Brothers and Sisters in Christ, tonight, all of us will receive ashes on our foreheads to remind us of two things:-
(i) Mortality and death. The symbolism is that we are dust and unto dust we shall return [Gen. 3:17]. The sign is the same for all of us: man and woman, baptized and unbaptised, young and old. We are all being reminded that we are human and one day, we will die. The imposition of ashes therefore is an invitation to change and return to the Lord with all our hearts.
(ii) Penance and Forgiveness. The Israelites often showed their repentance and entreated God’s mercy and forgiveness by sitting in ashes and sackcloth. We cannot sit in sackcloth but the ashes on our foreheads should help us renounce our evil inclinations and seek God’s forgiveness.

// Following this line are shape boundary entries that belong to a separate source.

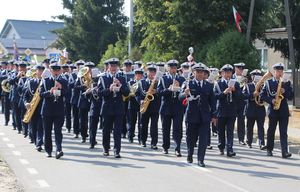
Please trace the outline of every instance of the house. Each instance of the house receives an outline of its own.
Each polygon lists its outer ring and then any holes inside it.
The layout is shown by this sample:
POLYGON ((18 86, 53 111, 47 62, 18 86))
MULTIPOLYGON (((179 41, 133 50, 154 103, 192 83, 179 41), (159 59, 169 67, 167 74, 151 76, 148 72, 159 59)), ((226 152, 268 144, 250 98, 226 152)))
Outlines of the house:
POLYGON ((28 21, 8 19, 0 33, 0 58, 13 58, 14 44, 18 54, 37 55, 38 60, 60 54, 61 51, 51 47, 57 35, 52 31, 64 27, 62 22, 28 21))

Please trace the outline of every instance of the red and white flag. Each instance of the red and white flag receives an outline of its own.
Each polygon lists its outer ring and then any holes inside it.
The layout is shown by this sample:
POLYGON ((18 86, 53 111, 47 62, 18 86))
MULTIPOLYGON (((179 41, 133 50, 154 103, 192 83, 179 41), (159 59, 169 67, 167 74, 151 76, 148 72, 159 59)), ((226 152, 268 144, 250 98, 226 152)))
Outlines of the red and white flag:
POLYGON ((237 10, 235 9, 234 6, 232 6, 232 10, 233 10, 233 16, 234 16, 236 28, 241 33, 242 32, 242 28, 241 28, 240 22, 243 19, 242 19, 241 15, 239 14, 239 12, 237 12, 237 10))

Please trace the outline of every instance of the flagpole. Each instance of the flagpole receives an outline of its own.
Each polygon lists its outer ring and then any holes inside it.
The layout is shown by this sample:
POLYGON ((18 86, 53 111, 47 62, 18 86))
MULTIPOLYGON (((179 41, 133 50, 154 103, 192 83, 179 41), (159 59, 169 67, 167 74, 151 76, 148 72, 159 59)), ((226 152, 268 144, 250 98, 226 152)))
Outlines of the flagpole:
POLYGON ((249 18, 248 18, 248 27, 247 27, 247 33, 246 33, 246 40, 248 43, 250 42, 254 5, 255 5, 255 0, 251 0, 250 12, 249 12, 249 18))

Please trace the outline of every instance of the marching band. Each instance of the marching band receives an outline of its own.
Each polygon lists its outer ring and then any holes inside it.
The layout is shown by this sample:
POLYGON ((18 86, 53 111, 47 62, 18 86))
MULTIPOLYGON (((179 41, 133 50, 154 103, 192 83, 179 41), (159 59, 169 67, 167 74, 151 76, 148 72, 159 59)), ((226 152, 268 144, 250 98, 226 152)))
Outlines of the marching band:
POLYGON ((94 63, 83 60, 45 59, 33 67, 24 61, 2 61, 5 126, 11 122, 14 130, 28 137, 37 151, 45 150, 47 157, 52 156, 54 130, 57 159, 64 155, 64 124, 69 133, 73 129, 75 138, 81 136, 82 143, 89 140, 90 149, 97 145, 97 131, 101 129, 103 155, 109 156, 113 135, 114 157, 121 158, 122 138, 127 137, 129 143, 136 139, 141 147, 147 147, 149 131, 150 147, 158 149, 160 117, 163 154, 169 153, 172 135, 174 153, 182 156, 185 131, 187 162, 193 162, 197 148, 197 163, 205 167, 206 150, 212 149, 211 134, 218 136, 220 155, 226 150, 228 157, 234 157, 235 123, 239 143, 252 148, 256 122, 259 148, 272 156, 279 124, 282 157, 291 157, 287 101, 293 99, 293 90, 291 82, 283 78, 282 63, 272 66, 273 73, 264 75, 256 69, 247 76, 244 63, 225 64, 219 71, 196 63, 191 55, 188 60, 177 69, 177 60, 146 66, 141 61, 125 60, 122 67, 118 58, 111 58, 105 61, 102 73, 94 63))

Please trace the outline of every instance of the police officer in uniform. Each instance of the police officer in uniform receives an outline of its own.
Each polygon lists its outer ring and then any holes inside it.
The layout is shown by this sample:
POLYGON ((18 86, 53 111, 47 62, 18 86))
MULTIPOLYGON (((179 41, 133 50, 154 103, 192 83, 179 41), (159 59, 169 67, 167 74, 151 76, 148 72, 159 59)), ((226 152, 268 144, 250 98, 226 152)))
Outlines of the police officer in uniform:
POLYGON ((261 92, 261 99, 269 104, 268 116, 269 116, 269 128, 267 131, 267 155, 273 156, 274 148, 274 135, 276 131, 277 124, 279 124, 280 132, 280 144, 281 144, 281 154, 283 158, 289 158, 292 156, 288 152, 288 136, 287 127, 289 122, 289 106, 288 100, 293 99, 293 89, 290 81, 284 82, 283 78, 283 63, 276 63, 273 65, 274 77, 265 82, 265 85, 261 92), (277 92, 279 83, 281 83, 280 93, 277 92), (279 105, 278 109, 274 109, 274 104, 276 101, 276 96, 281 94, 283 99, 279 105))
POLYGON ((247 145, 249 148, 252 148, 253 141, 253 128, 256 122, 257 124, 257 133, 258 133, 258 143, 260 149, 265 146, 265 117, 266 117, 266 109, 264 103, 259 103, 259 105, 255 102, 255 98, 258 97, 259 93, 255 92, 255 86, 259 79, 262 77, 262 73, 260 70, 255 69, 250 73, 252 82, 248 83, 243 89, 243 95, 247 98, 246 105, 246 117, 247 117, 247 145))
POLYGON ((121 158, 121 131, 123 118, 125 118, 125 105, 122 98, 129 95, 129 88, 125 78, 117 74, 119 59, 108 60, 108 72, 100 76, 99 96, 103 97, 101 115, 103 118, 102 144, 103 155, 109 155, 110 133, 113 130, 114 156, 121 158))
MULTIPOLYGON (((0 83, 2 83, 3 80, 6 80, 9 78, 10 71, 8 69, 8 62, 2 61, 2 71, 0 74, 0 83)), ((9 92, 5 92, 4 90, 1 91, 1 95, 3 97, 4 104, 2 105, 2 108, 4 108, 4 117, 5 117, 5 126, 8 125, 9 119, 10 119, 10 101, 9 101, 9 92)))
MULTIPOLYGON (((137 91, 137 100, 142 105, 153 81, 157 80, 157 67, 153 64, 149 64, 147 67, 147 78, 142 79, 137 91)), ((157 85, 156 85, 157 86, 157 85)), ((141 114, 141 146, 146 147, 146 141, 148 137, 148 124, 151 119, 150 136, 151 136, 151 149, 157 150, 158 142, 158 118, 160 107, 160 95, 156 91, 157 87, 154 87, 151 94, 154 96, 153 101, 150 102, 147 111, 141 114)))
POLYGON ((56 144, 56 159, 64 155, 62 151, 62 126, 64 124, 64 100, 68 92, 68 82, 61 77, 61 65, 50 64, 51 77, 42 80, 40 96, 42 98, 41 115, 45 133, 45 151, 52 156, 52 129, 56 144))
MULTIPOLYGON (((130 59, 126 59, 123 62, 124 70, 123 70, 123 76, 128 83, 129 81, 134 79, 134 72, 132 71, 132 65, 133 62, 130 59)), ((129 130, 129 124, 130 124, 130 118, 128 113, 128 100, 125 100, 125 118, 123 119, 123 128, 122 128, 122 138, 126 138, 126 134, 129 130)))
POLYGON ((215 84, 215 95, 218 101, 218 148, 220 150, 220 155, 224 155, 226 144, 228 157, 236 155, 236 153, 233 152, 233 130, 235 118, 237 116, 237 103, 242 94, 239 83, 231 79, 232 71, 233 67, 231 65, 224 65, 221 68, 222 79, 215 84), (227 142, 225 133, 227 135, 227 142))
MULTIPOLYGON (((40 89, 41 78, 44 69, 45 67, 40 64, 37 64, 32 69, 35 71, 33 73, 36 73, 36 78, 32 78, 28 80, 27 88, 24 93, 24 103, 27 110, 30 107, 30 102, 32 102, 32 98, 34 94, 38 89, 40 89)), ((43 150, 42 145, 43 145, 44 129, 43 129, 43 121, 41 117, 41 106, 42 106, 42 102, 40 101, 28 125, 30 131, 29 135, 31 135, 31 140, 35 144, 37 151, 43 150)))
POLYGON ((22 122, 23 116, 26 112, 25 105, 23 102, 23 89, 26 82, 26 67, 25 62, 18 62, 18 71, 11 76, 9 83, 12 85, 11 90, 11 102, 13 103, 13 109, 15 110, 15 121, 18 132, 21 133, 23 130, 24 137, 28 135, 28 127, 25 123, 22 122))
POLYGON ((193 66, 194 79, 187 82, 181 98, 187 98, 188 106, 186 110, 186 140, 188 148, 187 162, 193 162, 195 140, 199 138, 198 165, 205 167, 204 156, 207 147, 209 125, 213 118, 216 121, 216 100, 213 85, 204 79, 204 64, 193 66))
MULTIPOLYGON (((102 97, 98 95, 98 82, 99 82, 99 75, 95 74, 94 71, 98 71, 97 68, 92 69, 92 79, 93 79, 93 86, 86 90, 86 97, 90 100, 91 106, 89 111, 89 135, 90 135, 90 149, 94 149, 95 145, 97 144, 96 135, 98 124, 100 120, 100 110, 102 106, 102 97)), ((100 126, 102 122, 100 121, 100 126)))
MULTIPOLYGON (((245 63, 236 63, 234 64, 235 73, 233 78, 235 78, 238 83, 240 83, 241 90, 243 90, 243 85, 246 83, 246 78, 243 76, 243 71, 245 68, 245 63)), ((245 107, 246 101, 244 97, 239 98, 237 105, 237 133, 239 143, 241 145, 246 145, 245 143, 245 107)))
MULTIPOLYGON (((62 65, 62 78, 64 78, 66 81, 69 82, 70 74, 71 74, 71 69, 70 69, 70 64, 72 64, 72 61, 67 61, 66 64, 62 65)), ((65 100, 65 118, 66 118, 66 128, 68 133, 71 132, 71 127, 72 127, 72 105, 70 103, 72 96, 72 92, 68 91, 68 93, 65 95, 64 100, 65 100)))
POLYGON ((73 116, 73 131, 74 131, 74 138, 78 138, 78 135, 80 134, 80 128, 79 128, 79 108, 78 108, 78 100, 80 95, 80 90, 75 89, 75 82, 77 81, 77 72, 80 70, 80 68, 84 65, 83 60, 78 60, 75 62, 75 65, 77 69, 73 70, 73 72, 70 75, 69 78, 69 88, 72 92, 71 95, 71 104, 72 104, 72 116, 73 116))
MULTIPOLYGON (((139 82, 143 78, 144 71, 141 68, 135 69, 134 70, 135 77, 133 80, 129 81, 129 87, 132 86, 138 86, 139 82)), ((137 90, 136 90, 137 91, 137 90)), ((131 93, 134 95, 129 96, 129 103, 128 103, 128 113, 129 113, 129 129, 128 129, 128 140, 130 143, 133 143, 133 138, 135 137, 135 127, 136 123, 138 124, 138 141, 140 143, 140 103, 137 101, 135 95, 136 92, 131 93)))
MULTIPOLYGON (((91 70, 91 68, 95 67, 95 64, 93 62, 86 62, 84 66, 89 67, 89 70, 91 70)), ((79 90, 79 98, 77 105, 79 109, 79 127, 82 137, 81 142, 85 143, 86 138, 88 137, 88 112, 90 109, 90 102, 86 95, 84 95, 83 93, 88 89, 88 87, 86 87, 82 78, 78 77, 75 82, 74 89, 79 90)))
POLYGON ((175 155, 181 157, 180 148, 184 106, 181 104, 178 96, 185 79, 176 73, 178 64, 179 62, 177 60, 170 60, 167 62, 169 72, 160 80, 158 93, 161 95, 160 114, 163 132, 163 153, 168 154, 170 148, 171 124, 173 124, 172 135, 175 142, 175 155))

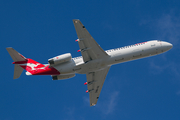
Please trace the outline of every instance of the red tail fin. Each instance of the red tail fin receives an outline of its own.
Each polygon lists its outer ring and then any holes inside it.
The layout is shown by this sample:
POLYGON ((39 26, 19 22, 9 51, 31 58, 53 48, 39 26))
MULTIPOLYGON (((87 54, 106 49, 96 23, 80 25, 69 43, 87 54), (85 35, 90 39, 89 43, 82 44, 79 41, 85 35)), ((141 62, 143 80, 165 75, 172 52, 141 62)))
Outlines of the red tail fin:
POLYGON ((49 67, 49 65, 43 65, 39 62, 36 62, 32 59, 26 59, 26 61, 18 61, 13 62, 13 64, 18 64, 23 69, 25 69, 26 75, 59 75, 59 71, 57 71, 53 67, 49 67))

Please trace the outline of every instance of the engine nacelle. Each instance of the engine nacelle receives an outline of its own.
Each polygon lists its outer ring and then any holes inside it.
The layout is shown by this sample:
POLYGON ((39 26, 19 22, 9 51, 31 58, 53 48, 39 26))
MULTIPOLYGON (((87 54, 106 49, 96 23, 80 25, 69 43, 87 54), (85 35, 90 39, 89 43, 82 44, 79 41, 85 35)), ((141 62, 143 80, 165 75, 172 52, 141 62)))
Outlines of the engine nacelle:
POLYGON ((63 80, 63 79, 69 79, 74 77, 75 74, 68 74, 68 75, 57 75, 57 76, 52 76, 53 80, 63 80))
POLYGON ((64 62, 68 62, 72 59, 71 53, 62 54, 51 59, 48 59, 48 63, 50 65, 60 64, 64 62))

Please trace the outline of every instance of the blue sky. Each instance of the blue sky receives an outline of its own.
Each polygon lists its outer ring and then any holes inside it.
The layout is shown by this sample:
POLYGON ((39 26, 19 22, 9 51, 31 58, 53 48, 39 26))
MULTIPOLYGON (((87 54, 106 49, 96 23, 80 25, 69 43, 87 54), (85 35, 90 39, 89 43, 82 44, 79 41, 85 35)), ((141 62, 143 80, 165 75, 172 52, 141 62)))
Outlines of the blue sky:
POLYGON ((0 1, 0 120, 179 120, 180 1, 0 1), (77 52, 72 19, 80 19, 104 50, 159 39, 173 48, 161 55, 112 66, 95 107, 85 75, 13 80, 6 47, 27 58, 77 52))

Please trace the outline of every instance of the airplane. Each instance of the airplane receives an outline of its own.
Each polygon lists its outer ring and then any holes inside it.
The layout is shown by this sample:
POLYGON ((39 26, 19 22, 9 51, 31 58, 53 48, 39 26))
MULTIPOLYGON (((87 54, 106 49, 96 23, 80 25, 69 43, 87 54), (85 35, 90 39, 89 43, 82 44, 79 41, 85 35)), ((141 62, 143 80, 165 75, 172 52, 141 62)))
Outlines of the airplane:
POLYGON ((71 53, 48 59, 48 64, 41 64, 25 58, 12 47, 6 48, 13 59, 14 79, 20 77, 23 69, 26 75, 51 75, 52 80, 63 80, 76 74, 86 74, 90 106, 95 106, 110 67, 127 61, 158 55, 170 50, 171 43, 151 40, 120 48, 104 51, 89 34, 80 20, 73 20, 82 56, 72 58, 71 53))

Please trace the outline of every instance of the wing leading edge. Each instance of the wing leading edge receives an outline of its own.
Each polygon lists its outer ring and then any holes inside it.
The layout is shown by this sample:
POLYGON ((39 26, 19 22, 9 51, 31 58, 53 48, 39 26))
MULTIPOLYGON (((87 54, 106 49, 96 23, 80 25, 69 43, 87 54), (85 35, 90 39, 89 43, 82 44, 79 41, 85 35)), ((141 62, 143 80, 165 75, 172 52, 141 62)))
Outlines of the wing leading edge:
POLYGON ((108 66, 103 70, 86 74, 90 106, 96 105, 110 67, 111 66, 108 66))
POLYGON ((73 20, 73 23, 78 36, 77 41, 85 63, 94 59, 109 56, 93 39, 80 20, 75 19, 73 20))

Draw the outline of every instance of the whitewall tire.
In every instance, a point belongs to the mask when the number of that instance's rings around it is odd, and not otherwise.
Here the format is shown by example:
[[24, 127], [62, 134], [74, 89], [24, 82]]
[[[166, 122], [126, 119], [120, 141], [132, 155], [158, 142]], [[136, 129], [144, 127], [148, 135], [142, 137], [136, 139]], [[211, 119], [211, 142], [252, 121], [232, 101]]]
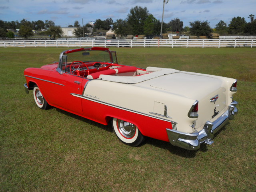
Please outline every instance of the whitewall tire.
[[128, 145], [135, 147], [144, 140], [144, 137], [135, 125], [116, 118], [112, 121], [113, 129], [118, 138]]
[[38, 107], [41, 109], [47, 109], [49, 108], [50, 106], [49, 104], [43, 96], [39, 88], [36, 85], [34, 87], [33, 95], [36, 104]]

Among the Dagaabas of Northern Ghana, ashes are used for a variety of purposes. Permit me to share with you a few of these purposes, for I believe that the symbolism of the use of ashes among
the Dagaabas impinge on why the Church makes use of ashes at the beginning of her Lenten journey. Among the Dagaabas, ashes are used:-
- To announce the funeral to one who has lost a dear one. The ashes are used to hold or touch the person. Ashes come from fire (hot) but now cold. May your ‘hot situation’ become cold like these ashes. Ashes are used to comfort.
- When people are fighting, ashes are thrown between them or on them. The one who throws the ashes is a mediator and calls to an end the fight or quarrel. When this happens, the fighting must stop. Ashes bring peace.
- Ashes are used to mark out a sacred place, a holy ground. They are used to circle a spot, thus making it fit for sacrifice. Ashes sanctify.
- Ashes are used on the entrance to buildings and groves and also on people, to ward off evil spirits. Ashes liberate and protect.
- Ashes are used on widows. At the end of the funeral period, they are washed and become new again. Ash purifies.
- Ashes are used for seasoning vegetables, to make them soft. Ash humbles us and teaches us humility.
- Ashes are used to store beans from getting bad. Ash preserves from evil.
- Ashes are used to clean silver bowls, plates and cups. Ashes cleanse us.
May the Good Lord, who has given us another Season of Lent, protect us in our struggle against evil, and through our Lenten discipline and self-denial, help us to lead holy lives from today and throughout our life on earth. May God bless all of us. Amen.